Note that the quoted identity is not difficult to verify using a variant of Lagrange Inversion. Introduce $$T(z) = w = \sqrt{1-4z}$$ so that $$z = \frac{1}{4} (1-w^2)$$ and $$dz = -\frac{1}{2} w \; dw$$
Then we seek to compute $$[z^n] \frac{2^b}{T(z)} (1+T(z))^{-b} = \frac{1}{2\pi i} \int_{|z|=\epsilon} \frac{1}{z^{n+1}} \frac{2^b}{T(z)} (1+T(z))^{-b} \; dz.$$
Using the substitution this becomes $$- \frac{1}{2\pi i} \int_{|w-1| = \epsilon} \frac{4^{n+1}}{(1-w^2)^{n+1}} \frac{2^b}{w} (1+w)^{-b} \frac{1}{2} w \; dw \\ = - \frac{1}{2\pi i} \int_{|w-1| = \epsilon} \frac{4^{n+1}}{(1-w)^{n+1} \times (1+w)^{n+1+b}} 2^{b-1} \; dw \\ = - \frac{1}{2\pi i} \int_{|w-1| = \epsilon} \frac{(-1)^{n+1} 4^{n+1}}{(w-1)^{n+1} \times (1+w)^{n+1+b}} 2^{b-1} \; dw.$$
It follows that the value of the integral is given by $$(-1)^n 4^{n+1} 2^{b-1} [(w-1)^n] \frac{1}{(1+w)^{n+1+b}} \\ = (-1)^n 4^{n+1} 2^{b-1} [(w-1)^n] \frac{1}{(2+(w-1))^{n+1+b}} \\ = (-1)^n 4^{n+1} 2^{b-1} \frac{1}{2^{n+1+b}} [(w-1)^n] \frac{1}{(1+(w-1)/2)^{n+1+b}} \\ = (-1)^n 2^{2n+b+1} \frac{1}{2^{n+1+b}} \frac{(-1)^n}{2^n} {n+n+b\choose n+b} \\= {2n+b\choose n+b}.$$
My suggestion : avoid binomial coefficient.

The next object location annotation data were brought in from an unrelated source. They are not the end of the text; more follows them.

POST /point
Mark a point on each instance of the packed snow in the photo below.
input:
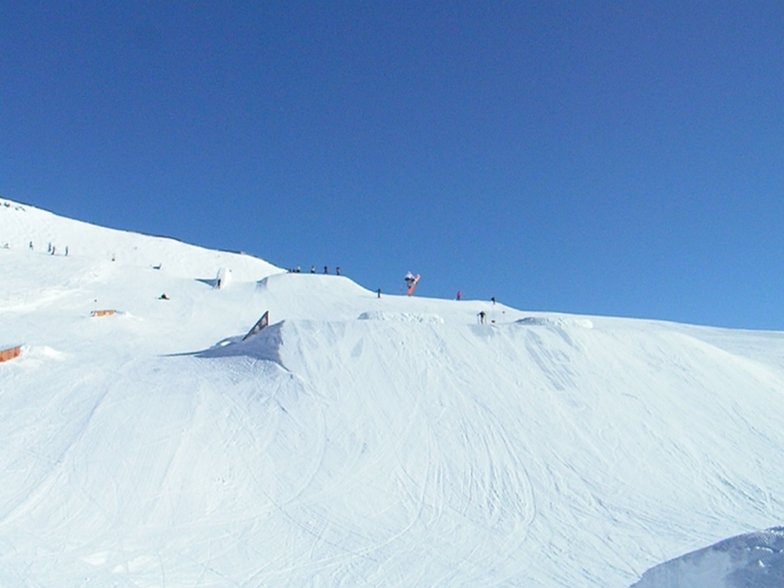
(358, 439)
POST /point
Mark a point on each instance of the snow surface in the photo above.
(357, 440)
(752, 560)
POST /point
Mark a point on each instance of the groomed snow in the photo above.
(357, 440)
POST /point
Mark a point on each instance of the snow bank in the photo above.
(556, 321)
(753, 560)
(402, 317)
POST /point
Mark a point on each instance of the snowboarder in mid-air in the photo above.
(411, 282)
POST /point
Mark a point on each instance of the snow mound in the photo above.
(548, 321)
(401, 317)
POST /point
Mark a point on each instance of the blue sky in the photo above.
(614, 158)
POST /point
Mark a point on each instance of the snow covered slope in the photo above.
(357, 440)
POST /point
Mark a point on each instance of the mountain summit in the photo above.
(355, 440)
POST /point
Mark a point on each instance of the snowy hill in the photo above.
(357, 440)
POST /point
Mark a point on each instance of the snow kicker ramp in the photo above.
(542, 453)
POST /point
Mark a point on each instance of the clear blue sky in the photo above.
(615, 158)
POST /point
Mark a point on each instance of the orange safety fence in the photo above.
(10, 353)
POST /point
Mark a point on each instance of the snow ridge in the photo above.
(357, 439)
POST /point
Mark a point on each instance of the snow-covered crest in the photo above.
(388, 441)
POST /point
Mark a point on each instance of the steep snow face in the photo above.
(25, 226)
(753, 560)
(356, 440)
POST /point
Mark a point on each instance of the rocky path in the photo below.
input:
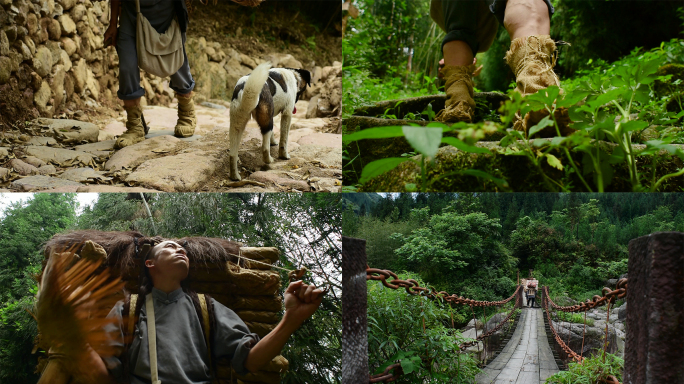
(527, 358)
(70, 156)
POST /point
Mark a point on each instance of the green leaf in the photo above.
(554, 162)
(424, 140)
(572, 98)
(378, 167)
(477, 173)
(545, 122)
(410, 365)
(634, 125)
(374, 133)
(455, 142)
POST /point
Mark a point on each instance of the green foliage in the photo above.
(417, 332)
(24, 227)
(17, 332)
(590, 371)
(613, 103)
(600, 29)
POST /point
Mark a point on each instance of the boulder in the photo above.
(42, 97)
(67, 24)
(42, 62)
(57, 85)
(61, 156)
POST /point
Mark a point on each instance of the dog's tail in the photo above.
(253, 86)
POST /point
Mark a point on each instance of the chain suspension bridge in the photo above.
(655, 322)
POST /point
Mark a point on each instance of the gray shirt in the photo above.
(181, 347)
(159, 13)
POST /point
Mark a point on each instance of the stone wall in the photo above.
(52, 55)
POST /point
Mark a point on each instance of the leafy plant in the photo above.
(411, 330)
(591, 370)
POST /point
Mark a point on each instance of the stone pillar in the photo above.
(655, 315)
(354, 307)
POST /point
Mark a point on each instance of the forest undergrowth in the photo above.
(613, 106)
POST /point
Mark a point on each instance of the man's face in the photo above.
(169, 259)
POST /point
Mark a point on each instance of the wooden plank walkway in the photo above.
(527, 358)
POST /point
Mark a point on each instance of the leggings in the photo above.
(129, 73)
(471, 21)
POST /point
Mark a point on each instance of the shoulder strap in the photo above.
(152, 340)
(205, 319)
(131, 318)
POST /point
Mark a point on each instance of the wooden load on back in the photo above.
(218, 268)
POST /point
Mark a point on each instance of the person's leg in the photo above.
(458, 18)
(130, 91)
(527, 18)
(532, 57)
(183, 83)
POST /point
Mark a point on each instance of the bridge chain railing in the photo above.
(608, 297)
(413, 288)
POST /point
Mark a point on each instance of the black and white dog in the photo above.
(264, 94)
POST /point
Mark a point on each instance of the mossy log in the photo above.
(416, 105)
(517, 170)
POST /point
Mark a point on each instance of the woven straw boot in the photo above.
(460, 105)
(187, 121)
(135, 130)
(532, 59)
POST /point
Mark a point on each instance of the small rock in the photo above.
(68, 26)
(101, 148)
(42, 62)
(36, 162)
(4, 44)
(71, 131)
(42, 96)
(22, 168)
(48, 169)
(84, 175)
(69, 45)
(60, 155)
(42, 182)
(5, 69)
(246, 60)
(134, 155)
(181, 173)
(212, 105)
(274, 178)
(4, 173)
(40, 140)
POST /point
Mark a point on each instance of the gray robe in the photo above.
(181, 348)
(158, 12)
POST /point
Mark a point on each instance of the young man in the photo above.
(471, 27)
(159, 13)
(182, 355)
(531, 292)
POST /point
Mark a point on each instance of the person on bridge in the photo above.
(531, 292)
(471, 26)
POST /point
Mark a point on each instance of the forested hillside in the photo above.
(473, 244)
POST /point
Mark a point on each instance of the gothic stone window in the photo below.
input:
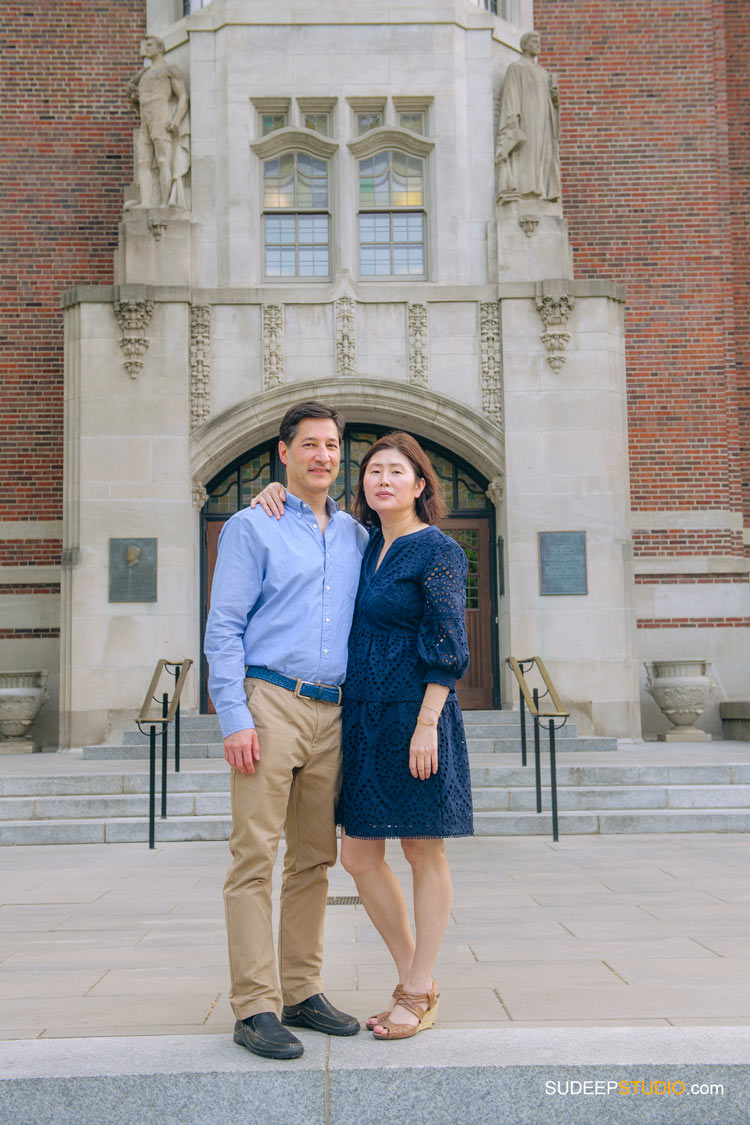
(391, 215)
(296, 218)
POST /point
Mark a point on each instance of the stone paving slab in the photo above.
(697, 1076)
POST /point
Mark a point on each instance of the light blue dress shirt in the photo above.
(282, 597)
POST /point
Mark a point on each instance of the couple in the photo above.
(286, 594)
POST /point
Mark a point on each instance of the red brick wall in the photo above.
(647, 191)
(738, 80)
(65, 155)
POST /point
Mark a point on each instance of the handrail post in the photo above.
(553, 783)
(538, 758)
(523, 727)
(152, 784)
(165, 730)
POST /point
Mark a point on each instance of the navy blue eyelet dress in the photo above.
(408, 631)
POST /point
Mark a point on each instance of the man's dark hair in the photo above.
(297, 414)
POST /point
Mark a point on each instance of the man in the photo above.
(160, 93)
(282, 601)
(527, 137)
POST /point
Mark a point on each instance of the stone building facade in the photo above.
(342, 237)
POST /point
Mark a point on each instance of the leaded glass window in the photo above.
(296, 221)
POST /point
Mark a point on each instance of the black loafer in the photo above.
(263, 1035)
(319, 1015)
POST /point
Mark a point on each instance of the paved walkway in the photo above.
(597, 930)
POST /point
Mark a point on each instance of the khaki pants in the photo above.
(295, 788)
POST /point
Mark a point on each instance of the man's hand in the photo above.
(423, 752)
(242, 749)
(271, 500)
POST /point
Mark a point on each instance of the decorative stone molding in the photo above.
(199, 495)
(495, 491)
(387, 136)
(157, 226)
(490, 361)
(133, 317)
(529, 224)
(345, 326)
(554, 308)
(200, 365)
(418, 335)
(272, 347)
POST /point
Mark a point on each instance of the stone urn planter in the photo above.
(680, 690)
(21, 695)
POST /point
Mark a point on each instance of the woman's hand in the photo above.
(271, 500)
(423, 752)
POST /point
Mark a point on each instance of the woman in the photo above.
(405, 761)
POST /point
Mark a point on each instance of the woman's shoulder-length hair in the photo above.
(430, 504)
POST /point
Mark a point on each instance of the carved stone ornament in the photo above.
(133, 317)
(495, 491)
(490, 361)
(200, 365)
(418, 333)
(554, 309)
(199, 495)
(529, 224)
(345, 326)
(157, 226)
(272, 347)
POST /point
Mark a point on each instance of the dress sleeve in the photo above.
(442, 636)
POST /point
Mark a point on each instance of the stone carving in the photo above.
(199, 495)
(680, 690)
(160, 92)
(200, 365)
(495, 491)
(527, 151)
(272, 347)
(418, 334)
(21, 695)
(490, 361)
(529, 224)
(345, 326)
(133, 317)
(554, 309)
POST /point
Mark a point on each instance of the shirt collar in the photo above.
(295, 504)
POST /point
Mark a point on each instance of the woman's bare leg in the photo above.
(433, 896)
(381, 897)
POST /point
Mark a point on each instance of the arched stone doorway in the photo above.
(470, 521)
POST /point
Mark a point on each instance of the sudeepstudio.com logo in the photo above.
(635, 1088)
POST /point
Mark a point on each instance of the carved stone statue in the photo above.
(159, 90)
(527, 140)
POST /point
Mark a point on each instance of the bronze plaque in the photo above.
(133, 569)
(562, 563)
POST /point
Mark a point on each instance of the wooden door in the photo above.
(475, 691)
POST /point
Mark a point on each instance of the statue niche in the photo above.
(527, 152)
(163, 144)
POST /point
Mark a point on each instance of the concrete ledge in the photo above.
(525, 1076)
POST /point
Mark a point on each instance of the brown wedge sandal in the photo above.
(398, 991)
(424, 1006)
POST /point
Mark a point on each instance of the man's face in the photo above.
(313, 457)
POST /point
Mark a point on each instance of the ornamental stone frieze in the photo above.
(133, 317)
(418, 336)
(200, 365)
(345, 327)
(554, 307)
(272, 347)
(490, 361)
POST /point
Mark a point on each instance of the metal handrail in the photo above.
(531, 700)
(170, 711)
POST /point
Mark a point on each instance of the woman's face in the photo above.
(390, 484)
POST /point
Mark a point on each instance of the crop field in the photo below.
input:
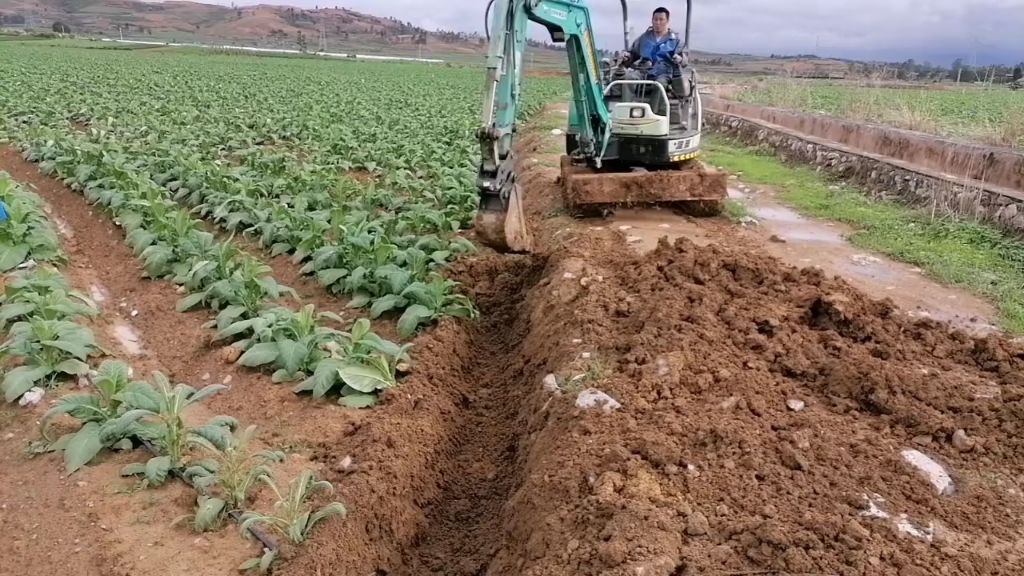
(988, 116)
(246, 329)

Instead, write your series in its hypergeometric form : $$ \begin{eqnarray} \sum_{n=0}^\infty \binom{b+2n}{b+n} x^n &=& {}_2F_1\left( \left. \begin{array}{c} \frac 12 + \frac b2, 1 + \frac b2\\1+b\end{array}\right| 4x\right)\\ &=& \frac {2^b \left(\sqrt {1-4x} + 1\right)^{-b}}{\sqrt {1-4x}} \end{eqnarray} $$
This identity is well-known. You can find it on the Wolfram web site.
If you want to deduce your identity, you will have to apply twice the geometric sum $${}_1F_0\left( \left. \begin{array}{c} a\\-\end{array}\right| z\right) = \sum_{n=0}^{\infty} \frac{\left(a\right)_n z^n}{n!} = \left(1-z\right)^{-a}$$
where $(a)_n$ is the Pochhammer symbol.
Hope this helps.